Increased consumer mobility has presented an opportunity to financial institutions in the Middle East and Africa (MEA), with current banking services estimated to penetrate less than 35% of the population in the region, according to IDC research.
“Increased device capacity and faster Internet speeds have boosted the adoption of mobility among consumers. Most financial institutions across MEA have adopted some form of mobile technology, which will be pivotal in capturing a large share of the unbanked market and adding to the banking experience for existing customers,” says Bijen Ramdas, senior research analyst at IDC Financial Insights Middle East, Turkey and Africa.
Ramdas adds that regulation in the MEA mobile banking market is yet to reach an advanced state of maturity, which should be viewed as an opportunity to create solid security policies and develop trust in mobile banking technology.
IDC says security authentication standards on mobile devices are strict and include features like two-factor authentication, which are usually the norm.
A lack of consumer knowledge was commonly cited as the reason for security breaches via mobile channels, rather than the actual hacking of devices, IDC says, adding that, in response to these security breaches, there has been a strong trend from financial institutions to focus on increasing customer awareness and security education.
Meanwhile, SMS usage is growing faster than Web-based and downloadable applications.
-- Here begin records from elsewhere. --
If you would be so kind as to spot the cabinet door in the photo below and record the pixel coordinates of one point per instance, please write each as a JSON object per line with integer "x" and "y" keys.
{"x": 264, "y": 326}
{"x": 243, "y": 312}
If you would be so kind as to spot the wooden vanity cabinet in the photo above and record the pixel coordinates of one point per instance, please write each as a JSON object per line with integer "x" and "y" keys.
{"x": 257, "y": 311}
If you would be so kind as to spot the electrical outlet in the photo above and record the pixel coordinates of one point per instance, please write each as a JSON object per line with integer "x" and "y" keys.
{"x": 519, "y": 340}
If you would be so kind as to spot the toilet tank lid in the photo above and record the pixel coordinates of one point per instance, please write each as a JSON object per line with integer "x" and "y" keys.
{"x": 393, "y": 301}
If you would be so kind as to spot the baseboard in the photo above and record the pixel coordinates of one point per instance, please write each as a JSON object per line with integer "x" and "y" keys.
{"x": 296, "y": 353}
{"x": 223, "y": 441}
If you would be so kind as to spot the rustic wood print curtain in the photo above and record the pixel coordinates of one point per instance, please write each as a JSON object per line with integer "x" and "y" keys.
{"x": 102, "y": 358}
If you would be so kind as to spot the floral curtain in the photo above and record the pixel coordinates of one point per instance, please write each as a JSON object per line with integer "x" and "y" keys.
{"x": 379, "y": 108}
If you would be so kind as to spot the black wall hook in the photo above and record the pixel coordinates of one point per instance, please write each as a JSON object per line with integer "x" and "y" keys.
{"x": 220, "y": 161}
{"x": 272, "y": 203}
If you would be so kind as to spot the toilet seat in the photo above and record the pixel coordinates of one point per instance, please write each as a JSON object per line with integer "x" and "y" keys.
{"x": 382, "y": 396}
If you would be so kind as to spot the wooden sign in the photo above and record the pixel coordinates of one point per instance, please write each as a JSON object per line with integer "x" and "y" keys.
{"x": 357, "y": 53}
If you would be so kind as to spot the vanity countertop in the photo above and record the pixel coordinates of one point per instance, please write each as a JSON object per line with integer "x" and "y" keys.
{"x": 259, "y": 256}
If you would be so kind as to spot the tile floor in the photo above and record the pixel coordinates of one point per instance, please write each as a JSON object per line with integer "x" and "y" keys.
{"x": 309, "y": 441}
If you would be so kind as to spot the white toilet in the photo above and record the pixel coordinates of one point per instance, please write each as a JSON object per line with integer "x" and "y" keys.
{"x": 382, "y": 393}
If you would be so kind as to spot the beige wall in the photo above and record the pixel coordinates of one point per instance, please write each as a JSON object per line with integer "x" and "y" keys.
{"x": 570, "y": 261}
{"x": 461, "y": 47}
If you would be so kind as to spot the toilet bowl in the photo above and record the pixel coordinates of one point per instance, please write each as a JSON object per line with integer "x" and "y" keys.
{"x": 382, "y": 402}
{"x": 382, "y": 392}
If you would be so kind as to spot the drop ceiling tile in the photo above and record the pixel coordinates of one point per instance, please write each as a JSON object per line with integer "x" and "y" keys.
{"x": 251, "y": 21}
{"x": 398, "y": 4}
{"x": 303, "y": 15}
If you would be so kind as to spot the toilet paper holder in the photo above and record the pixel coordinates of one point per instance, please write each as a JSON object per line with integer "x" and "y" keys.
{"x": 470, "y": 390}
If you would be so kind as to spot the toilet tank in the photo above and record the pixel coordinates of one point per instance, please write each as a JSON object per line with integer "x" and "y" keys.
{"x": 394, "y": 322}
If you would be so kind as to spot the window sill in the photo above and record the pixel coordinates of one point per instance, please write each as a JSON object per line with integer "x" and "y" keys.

While the overall trend may be minimal, it continues to drive home the fact that SMSes are far more appealing, since they can be used by consumers without purchasing expensive data plans. This is particularly true in the MEA region, where penetration of lower-end mobile phones is high.
IDC says financial institutions should continue to embrace all the features of mobile phones, as this will facilitate transactions and provide superior customer service.